Regarding the variables of lipid metabolism an association between uric acid levels and the means of TG and HDL (inversely associated with the latter) has been demonstrated,1,23 confirming the findings of the present study.

The finding of hyperglycemia in this age group is unusual, as the more frequent manifestation of glucose metabolism is IR, which is a compensatory mechanism, while glucose tolerance remains normal.24

Although no association with hepatic steatosis was observed in this sample, recent studies have described a significant association between high levels of uric acid and NAFLD, representing an independent risk factor for liver disease.25–27

The most plausible explanation for this association, which has been inferred from the current understanding of NAFLD progression, would be the “two-hit” theory. According to this theory, the accumulation of fat in the liver is the first “hit”, which makes the hepatocytes more vulnerable to further damage due to certain triggers, such as IR, excess inflammation, alcohol consumption, and obesity. In this process, IR plays a central role in the vicious circle, which promotes lipolysis of the peripheral adipose tissue and increases the influx of free fatty acids into the liver. This IR leads to hyperinsulinemia, which increases the synthesis of uric acid and decreases its renal excretion.24

Oxidative stress appears to be involved in the “hit” process, which promotes lipid peroxidation and the inflammatory response. Uric acid reflects the rate of cell renewal, which in itself can be a part of the inflammatory process, making it a pro-inflammatory factor. Uric acid increases interleukin (IL)-6 and tumor necrosis factor alpha (TNF-α) levels. Thus, high levels of uric acid in blood are due to oxidative stress that occurs in response to metabolic disorders.28

A study by Roberts et al.29 demonstrated that uric acid clearance in the obese group was lower than in the control group, suggesting that hyperuricemia in the obese population would be mainly attributed to a decrease in the clearance of uric acid, rather than to an overproduction of urates.

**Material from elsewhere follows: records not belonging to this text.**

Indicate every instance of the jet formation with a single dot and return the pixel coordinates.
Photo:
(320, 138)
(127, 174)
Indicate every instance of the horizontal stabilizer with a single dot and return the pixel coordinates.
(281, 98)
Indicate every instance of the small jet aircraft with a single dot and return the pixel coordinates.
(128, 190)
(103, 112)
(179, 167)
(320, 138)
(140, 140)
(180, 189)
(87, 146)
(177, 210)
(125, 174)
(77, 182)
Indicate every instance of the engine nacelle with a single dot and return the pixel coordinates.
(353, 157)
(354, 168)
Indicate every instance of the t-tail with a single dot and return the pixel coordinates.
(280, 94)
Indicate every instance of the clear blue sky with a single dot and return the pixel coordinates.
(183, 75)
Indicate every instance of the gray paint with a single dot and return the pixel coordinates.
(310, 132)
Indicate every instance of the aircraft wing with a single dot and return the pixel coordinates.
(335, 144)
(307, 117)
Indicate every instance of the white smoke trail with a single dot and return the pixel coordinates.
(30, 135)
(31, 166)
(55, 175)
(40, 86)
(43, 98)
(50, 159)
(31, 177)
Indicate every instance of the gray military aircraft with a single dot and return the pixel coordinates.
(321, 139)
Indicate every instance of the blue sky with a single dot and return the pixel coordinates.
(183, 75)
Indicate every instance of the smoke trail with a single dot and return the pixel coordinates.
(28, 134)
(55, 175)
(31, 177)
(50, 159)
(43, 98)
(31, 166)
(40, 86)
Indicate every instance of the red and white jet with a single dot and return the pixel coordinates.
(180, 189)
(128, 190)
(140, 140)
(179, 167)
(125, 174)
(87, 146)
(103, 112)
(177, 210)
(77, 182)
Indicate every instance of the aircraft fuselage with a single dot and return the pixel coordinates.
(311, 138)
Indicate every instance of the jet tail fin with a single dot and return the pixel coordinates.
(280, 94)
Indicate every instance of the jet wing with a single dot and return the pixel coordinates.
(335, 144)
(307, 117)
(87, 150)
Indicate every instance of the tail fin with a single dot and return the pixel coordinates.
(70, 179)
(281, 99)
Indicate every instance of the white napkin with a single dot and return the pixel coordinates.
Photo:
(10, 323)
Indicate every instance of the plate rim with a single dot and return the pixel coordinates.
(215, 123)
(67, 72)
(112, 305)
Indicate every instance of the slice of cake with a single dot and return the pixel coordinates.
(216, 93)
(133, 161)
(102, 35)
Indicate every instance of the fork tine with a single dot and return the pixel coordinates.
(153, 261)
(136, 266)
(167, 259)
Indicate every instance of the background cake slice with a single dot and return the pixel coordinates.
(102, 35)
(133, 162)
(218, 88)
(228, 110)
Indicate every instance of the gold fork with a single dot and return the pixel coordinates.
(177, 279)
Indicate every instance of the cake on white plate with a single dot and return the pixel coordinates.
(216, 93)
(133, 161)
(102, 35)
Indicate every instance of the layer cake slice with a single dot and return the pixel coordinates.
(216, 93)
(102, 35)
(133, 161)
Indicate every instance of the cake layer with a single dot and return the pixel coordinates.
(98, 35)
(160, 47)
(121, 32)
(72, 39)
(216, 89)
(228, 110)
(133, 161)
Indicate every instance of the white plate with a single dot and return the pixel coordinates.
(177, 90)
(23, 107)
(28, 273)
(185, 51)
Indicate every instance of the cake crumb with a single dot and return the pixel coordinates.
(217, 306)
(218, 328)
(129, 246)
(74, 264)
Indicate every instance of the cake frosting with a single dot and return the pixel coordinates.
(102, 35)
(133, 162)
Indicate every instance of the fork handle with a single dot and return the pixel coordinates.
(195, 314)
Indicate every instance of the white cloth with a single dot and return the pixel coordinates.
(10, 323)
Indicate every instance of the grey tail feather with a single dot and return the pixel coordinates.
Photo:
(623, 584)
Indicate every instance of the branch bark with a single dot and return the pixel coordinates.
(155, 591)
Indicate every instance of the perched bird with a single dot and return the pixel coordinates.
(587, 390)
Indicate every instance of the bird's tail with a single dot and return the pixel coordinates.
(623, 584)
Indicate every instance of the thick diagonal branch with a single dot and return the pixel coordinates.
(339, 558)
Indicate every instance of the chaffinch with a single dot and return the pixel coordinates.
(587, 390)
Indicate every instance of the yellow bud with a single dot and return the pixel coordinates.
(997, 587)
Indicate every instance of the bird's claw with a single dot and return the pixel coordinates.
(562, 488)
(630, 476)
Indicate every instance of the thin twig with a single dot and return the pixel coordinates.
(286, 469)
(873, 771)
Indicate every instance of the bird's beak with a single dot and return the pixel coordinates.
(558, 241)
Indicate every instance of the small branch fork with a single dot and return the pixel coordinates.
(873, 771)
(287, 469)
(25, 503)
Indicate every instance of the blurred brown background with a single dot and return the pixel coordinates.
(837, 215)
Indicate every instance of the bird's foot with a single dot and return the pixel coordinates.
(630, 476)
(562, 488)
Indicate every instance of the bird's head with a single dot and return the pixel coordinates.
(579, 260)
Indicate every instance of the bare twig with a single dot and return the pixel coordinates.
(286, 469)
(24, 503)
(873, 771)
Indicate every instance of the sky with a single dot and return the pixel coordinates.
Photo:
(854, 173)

The method used to diagnose NAFLD was considered a limitation of the present study, as the gold standard is biopsy, an invasive and expensive technique. Thus, the ultrasound technique was chosen, which has been widely used in public health studies due to its easy accessibility, safety, and excellent sensitivity, especially when evaluating the pediatric population.

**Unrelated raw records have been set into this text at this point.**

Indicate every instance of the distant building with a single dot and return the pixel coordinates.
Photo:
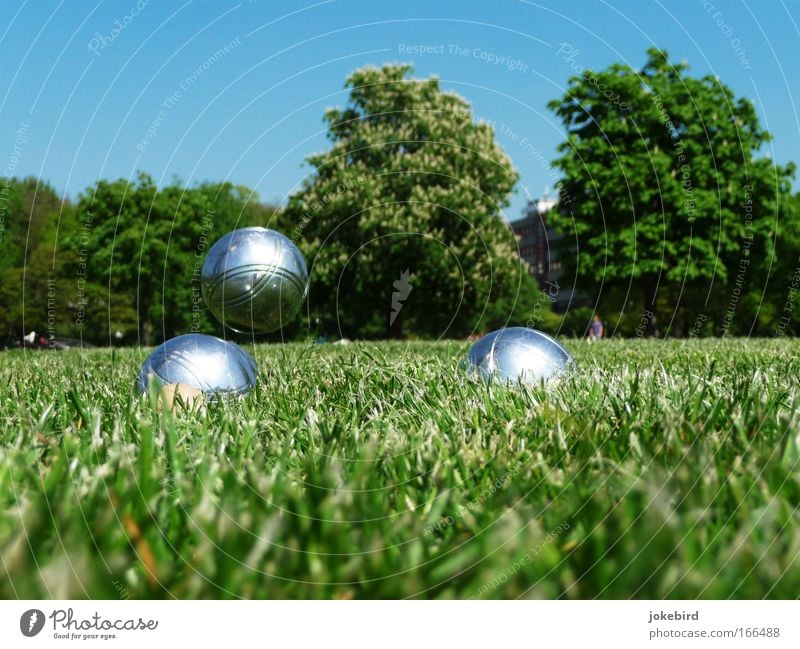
(538, 246)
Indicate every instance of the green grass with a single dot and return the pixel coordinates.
(377, 470)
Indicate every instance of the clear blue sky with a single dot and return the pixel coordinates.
(82, 98)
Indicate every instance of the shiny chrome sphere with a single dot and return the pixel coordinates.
(212, 365)
(518, 354)
(254, 280)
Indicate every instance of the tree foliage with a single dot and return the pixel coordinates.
(125, 258)
(401, 218)
(673, 215)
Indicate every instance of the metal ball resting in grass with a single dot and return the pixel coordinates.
(254, 280)
(212, 365)
(518, 354)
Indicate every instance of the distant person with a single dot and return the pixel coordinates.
(595, 329)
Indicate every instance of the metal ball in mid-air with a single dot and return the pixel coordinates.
(254, 280)
(212, 365)
(518, 354)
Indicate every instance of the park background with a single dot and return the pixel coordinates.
(138, 133)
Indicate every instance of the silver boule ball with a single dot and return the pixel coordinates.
(212, 365)
(518, 354)
(254, 280)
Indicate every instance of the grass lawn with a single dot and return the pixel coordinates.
(661, 469)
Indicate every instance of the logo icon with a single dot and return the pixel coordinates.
(402, 291)
(31, 622)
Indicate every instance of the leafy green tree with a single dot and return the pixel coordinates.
(400, 220)
(145, 247)
(32, 281)
(664, 197)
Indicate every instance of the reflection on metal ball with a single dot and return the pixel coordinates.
(518, 354)
(212, 365)
(254, 280)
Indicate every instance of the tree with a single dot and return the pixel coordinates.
(664, 198)
(401, 218)
(142, 250)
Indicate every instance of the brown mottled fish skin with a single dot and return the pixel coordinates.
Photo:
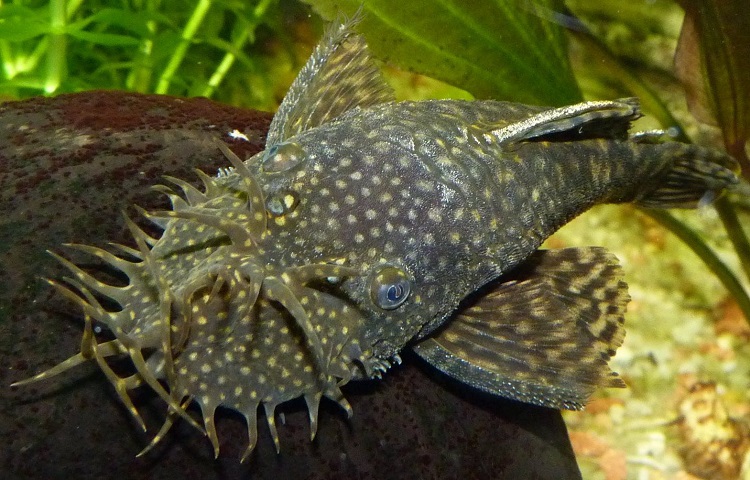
(368, 225)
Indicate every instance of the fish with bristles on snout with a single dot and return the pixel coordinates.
(368, 226)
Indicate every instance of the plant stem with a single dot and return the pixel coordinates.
(56, 61)
(725, 209)
(248, 31)
(199, 13)
(712, 261)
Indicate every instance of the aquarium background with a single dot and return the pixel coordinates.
(685, 358)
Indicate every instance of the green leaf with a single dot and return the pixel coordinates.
(19, 23)
(713, 63)
(501, 49)
(110, 39)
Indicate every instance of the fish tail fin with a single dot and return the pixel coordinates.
(543, 335)
(694, 176)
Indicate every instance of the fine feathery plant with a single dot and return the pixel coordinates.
(245, 53)
(232, 50)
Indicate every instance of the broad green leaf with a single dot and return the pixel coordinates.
(502, 49)
(713, 62)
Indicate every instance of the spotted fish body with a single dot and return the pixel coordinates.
(368, 225)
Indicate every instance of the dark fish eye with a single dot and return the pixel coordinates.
(390, 287)
(282, 157)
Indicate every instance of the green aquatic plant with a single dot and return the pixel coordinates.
(205, 48)
(507, 37)
(512, 50)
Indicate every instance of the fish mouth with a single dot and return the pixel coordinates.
(205, 316)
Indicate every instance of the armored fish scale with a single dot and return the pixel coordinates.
(369, 225)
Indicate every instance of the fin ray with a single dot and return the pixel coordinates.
(321, 92)
(543, 338)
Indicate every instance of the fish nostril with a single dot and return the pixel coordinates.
(282, 157)
(281, 203)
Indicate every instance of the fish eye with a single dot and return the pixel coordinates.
(390, 287)
(282, 157)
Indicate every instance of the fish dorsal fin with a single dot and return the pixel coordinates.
(544, 337)
(339, 76)
(607, 119)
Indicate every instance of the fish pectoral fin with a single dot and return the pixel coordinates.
(545, 336)
(338, 77)
(600, 119)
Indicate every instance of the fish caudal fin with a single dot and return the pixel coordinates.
(544, 336)
(693, 177)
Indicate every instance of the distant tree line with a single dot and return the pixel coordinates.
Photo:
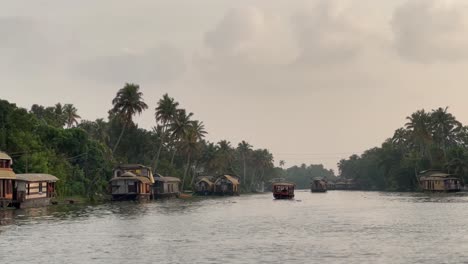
(429, 140)
(82, 153)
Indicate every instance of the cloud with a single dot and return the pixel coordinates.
(431, 31)
(327, 34)
(23, 46)
(161, 64)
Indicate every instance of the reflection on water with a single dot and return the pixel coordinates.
(333, 227)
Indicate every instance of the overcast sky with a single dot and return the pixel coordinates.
(313, 81)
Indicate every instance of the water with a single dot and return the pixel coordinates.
(333, 227)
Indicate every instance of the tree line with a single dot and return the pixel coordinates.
(429, 140)
(82, 153)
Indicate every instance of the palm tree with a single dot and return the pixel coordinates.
(71, 115)
(282, 163)
(244, 148)
(444, 127)
(165, 113)
(179, 128)
(190, 143)
(127, 103)
(419, 127)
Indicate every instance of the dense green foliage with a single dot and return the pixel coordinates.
(302, 175)
(429, 140)
(82, 153)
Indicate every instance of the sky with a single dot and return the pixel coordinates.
(312, 81)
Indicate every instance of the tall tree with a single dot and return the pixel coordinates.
(127, 103)
(165, 113)
(71, 115)
(244, 148)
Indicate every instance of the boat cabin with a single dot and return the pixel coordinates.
(166, 186)
(7, 177)
(204, 185)
(283, 190)
(318, 186)
(436, 181)
(34, 190)
(227, 185)
(131, 182)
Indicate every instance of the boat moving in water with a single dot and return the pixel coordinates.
(318, 186)
(283, 190)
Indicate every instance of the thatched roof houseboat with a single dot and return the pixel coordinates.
(283, 190)
(204, 185)
(7, 177)
(131, 182)
(437, 181)
(318, 185)
(227, 185)
(166, 186)
(34, 190)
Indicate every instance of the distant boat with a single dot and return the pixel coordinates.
(436, 181)
(318, 186)
(283, 190)
(131, 182)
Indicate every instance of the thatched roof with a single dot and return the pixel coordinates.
(7, 174)
(205, 179)
(4, 156)
(284, 184)
(35, 177)
(230, 178)
(436, 175)
(166, 179)
(135, 178)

In conclusion, high levels of uric acid were associated with MS and adolescence, which was not observed with NAFLD. The possibility of cardiovascular complications does not depend on a particular factor, rather on the concomitant presence of individual characteristics capable of increasing this possibility – symptomatic or not – in target organs and associated clinical complications. Thus, the inclusion of measurement of uric acid levels in the assessment protocols for obese or overweight children and adolescents is suggested, in order to verify possible complications of early cardiovascular alterations.

This study received financial support from the Fundação de Apoio à Pesquisa do Estado da Paraíba (FAPESQ) through Edict 01/2008 (FAPESQ/PB-MCT/CNPq Termo de Concessão No. 198/08) and from Universidade Estadual da Paraíba, through Programa de Incentivo à Pós-Graduação e Pesquisa (PROPESQ) Edict 01/2008 (PRPGP/UEPB Termo de Concessão No. 98/2008).

The authors declare no conflicts of interest.